The study was supported by the Burroughs Wellcome Fund and the American Diabetes Association. One author reported nonfinancial support from Takeda Pharmaceuticals in the form of study medication and placebo, and grants and consultancies from pharmaceutical companies outside the submitted work. No other conflicts of interest were declared.
FROM ANNALS OF INTERNAL MEDICINE
Key clinical point: Long-term pioglitazone is not only safe for patients with nonalcoholic steatohepatitis and prediabetes or type 2 diabetes, but is associated with significant improvements in fatty liver disease outcomes.
Major finding: Among patients randomized to pioglitazone, 58% achieved at least a two-point reduction in their nonalcoholic fatty liver disease activity score, compared with only 17% of the placebo group.

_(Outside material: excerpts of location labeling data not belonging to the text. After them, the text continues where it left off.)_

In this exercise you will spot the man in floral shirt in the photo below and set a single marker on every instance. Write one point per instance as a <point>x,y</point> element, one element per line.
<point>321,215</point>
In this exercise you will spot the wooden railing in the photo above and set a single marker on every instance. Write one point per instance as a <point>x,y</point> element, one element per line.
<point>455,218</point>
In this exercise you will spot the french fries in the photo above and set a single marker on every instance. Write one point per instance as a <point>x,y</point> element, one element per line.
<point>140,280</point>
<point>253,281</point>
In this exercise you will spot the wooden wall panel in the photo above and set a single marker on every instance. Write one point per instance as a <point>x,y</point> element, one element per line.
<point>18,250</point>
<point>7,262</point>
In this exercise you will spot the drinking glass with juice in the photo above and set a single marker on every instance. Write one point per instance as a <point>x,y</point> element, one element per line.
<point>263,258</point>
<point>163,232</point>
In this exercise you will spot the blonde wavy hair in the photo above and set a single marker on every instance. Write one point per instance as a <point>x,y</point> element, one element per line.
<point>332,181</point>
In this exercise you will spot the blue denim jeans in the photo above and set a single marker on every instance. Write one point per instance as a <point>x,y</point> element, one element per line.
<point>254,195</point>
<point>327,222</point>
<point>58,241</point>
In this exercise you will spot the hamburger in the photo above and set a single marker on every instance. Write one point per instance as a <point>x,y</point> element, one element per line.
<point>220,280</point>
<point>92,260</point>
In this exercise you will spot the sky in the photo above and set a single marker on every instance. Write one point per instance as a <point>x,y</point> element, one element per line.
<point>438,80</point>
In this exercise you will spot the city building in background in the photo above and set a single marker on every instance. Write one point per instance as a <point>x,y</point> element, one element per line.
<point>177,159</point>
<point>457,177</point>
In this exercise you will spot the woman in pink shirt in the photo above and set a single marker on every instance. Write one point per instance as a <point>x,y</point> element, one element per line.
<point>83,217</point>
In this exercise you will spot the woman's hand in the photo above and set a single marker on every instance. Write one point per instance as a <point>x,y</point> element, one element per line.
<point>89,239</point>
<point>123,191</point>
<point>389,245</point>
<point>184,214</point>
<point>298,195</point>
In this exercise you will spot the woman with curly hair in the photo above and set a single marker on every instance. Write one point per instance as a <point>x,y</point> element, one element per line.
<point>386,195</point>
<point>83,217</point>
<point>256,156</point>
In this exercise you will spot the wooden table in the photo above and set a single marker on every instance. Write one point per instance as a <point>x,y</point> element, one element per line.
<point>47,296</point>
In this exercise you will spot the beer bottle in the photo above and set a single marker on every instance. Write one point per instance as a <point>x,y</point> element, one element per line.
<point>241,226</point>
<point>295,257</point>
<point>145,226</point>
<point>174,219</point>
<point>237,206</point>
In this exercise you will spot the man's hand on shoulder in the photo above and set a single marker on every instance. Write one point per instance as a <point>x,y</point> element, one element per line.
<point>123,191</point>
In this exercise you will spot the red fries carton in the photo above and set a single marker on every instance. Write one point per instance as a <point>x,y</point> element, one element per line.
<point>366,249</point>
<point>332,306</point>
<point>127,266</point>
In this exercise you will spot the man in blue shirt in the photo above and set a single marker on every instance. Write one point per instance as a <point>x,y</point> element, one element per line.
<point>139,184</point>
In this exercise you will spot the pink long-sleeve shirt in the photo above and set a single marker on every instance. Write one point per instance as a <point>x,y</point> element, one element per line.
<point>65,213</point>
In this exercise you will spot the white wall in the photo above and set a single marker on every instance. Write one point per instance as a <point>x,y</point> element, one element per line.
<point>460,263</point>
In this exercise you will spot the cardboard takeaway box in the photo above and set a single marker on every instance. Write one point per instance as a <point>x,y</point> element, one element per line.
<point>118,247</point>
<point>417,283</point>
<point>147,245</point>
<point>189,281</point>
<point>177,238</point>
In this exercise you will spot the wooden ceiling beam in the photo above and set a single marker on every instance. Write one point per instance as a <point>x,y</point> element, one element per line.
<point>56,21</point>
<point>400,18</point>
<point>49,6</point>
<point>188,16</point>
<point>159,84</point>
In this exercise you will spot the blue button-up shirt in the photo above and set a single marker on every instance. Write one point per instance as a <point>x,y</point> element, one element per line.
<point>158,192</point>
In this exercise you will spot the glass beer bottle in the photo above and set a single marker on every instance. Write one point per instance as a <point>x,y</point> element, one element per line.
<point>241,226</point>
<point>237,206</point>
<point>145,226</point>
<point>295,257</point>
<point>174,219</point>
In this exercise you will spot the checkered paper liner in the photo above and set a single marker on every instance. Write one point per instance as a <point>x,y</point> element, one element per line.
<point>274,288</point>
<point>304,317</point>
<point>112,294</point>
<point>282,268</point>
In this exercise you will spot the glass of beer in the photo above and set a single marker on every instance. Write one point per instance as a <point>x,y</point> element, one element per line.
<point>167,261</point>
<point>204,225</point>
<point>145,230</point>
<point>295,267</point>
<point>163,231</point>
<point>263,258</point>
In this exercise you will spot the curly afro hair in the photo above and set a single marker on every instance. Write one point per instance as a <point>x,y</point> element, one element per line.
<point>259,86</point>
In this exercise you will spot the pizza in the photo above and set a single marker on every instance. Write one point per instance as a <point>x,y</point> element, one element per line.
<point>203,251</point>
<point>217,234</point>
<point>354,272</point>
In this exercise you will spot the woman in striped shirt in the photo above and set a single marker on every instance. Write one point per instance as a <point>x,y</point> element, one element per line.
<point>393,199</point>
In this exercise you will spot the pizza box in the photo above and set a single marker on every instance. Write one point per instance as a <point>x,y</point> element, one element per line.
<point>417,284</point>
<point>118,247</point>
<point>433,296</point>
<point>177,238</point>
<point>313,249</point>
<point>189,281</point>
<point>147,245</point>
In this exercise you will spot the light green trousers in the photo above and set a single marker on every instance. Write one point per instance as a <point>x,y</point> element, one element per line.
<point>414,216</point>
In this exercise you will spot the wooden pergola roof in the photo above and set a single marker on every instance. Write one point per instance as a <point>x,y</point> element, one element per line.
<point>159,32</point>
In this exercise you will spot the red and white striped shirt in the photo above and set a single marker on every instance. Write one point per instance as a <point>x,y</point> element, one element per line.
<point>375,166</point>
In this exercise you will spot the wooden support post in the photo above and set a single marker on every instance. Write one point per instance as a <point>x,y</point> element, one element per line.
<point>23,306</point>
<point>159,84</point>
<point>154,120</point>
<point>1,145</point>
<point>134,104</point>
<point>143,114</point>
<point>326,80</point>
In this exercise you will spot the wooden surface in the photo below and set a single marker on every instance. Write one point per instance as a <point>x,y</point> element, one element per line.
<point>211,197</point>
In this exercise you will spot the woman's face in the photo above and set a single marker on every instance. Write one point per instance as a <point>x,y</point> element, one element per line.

Data source: Randomized placebo-controlled trial of pioglitazone in 101 individuals with biopsy-proven NASH and either prediabetes or type 2 diabetes.
Disclosures: The study was supported by the Burroughs Wellcome Fund and the American Diabetes Association. One author reported nonfinancial support from Takeda Pharmaceuticals in the form of study medication and placebo, and grants and consultancies from pharmaceutical companies outside the submitted work. No other conflicts of interest were declared.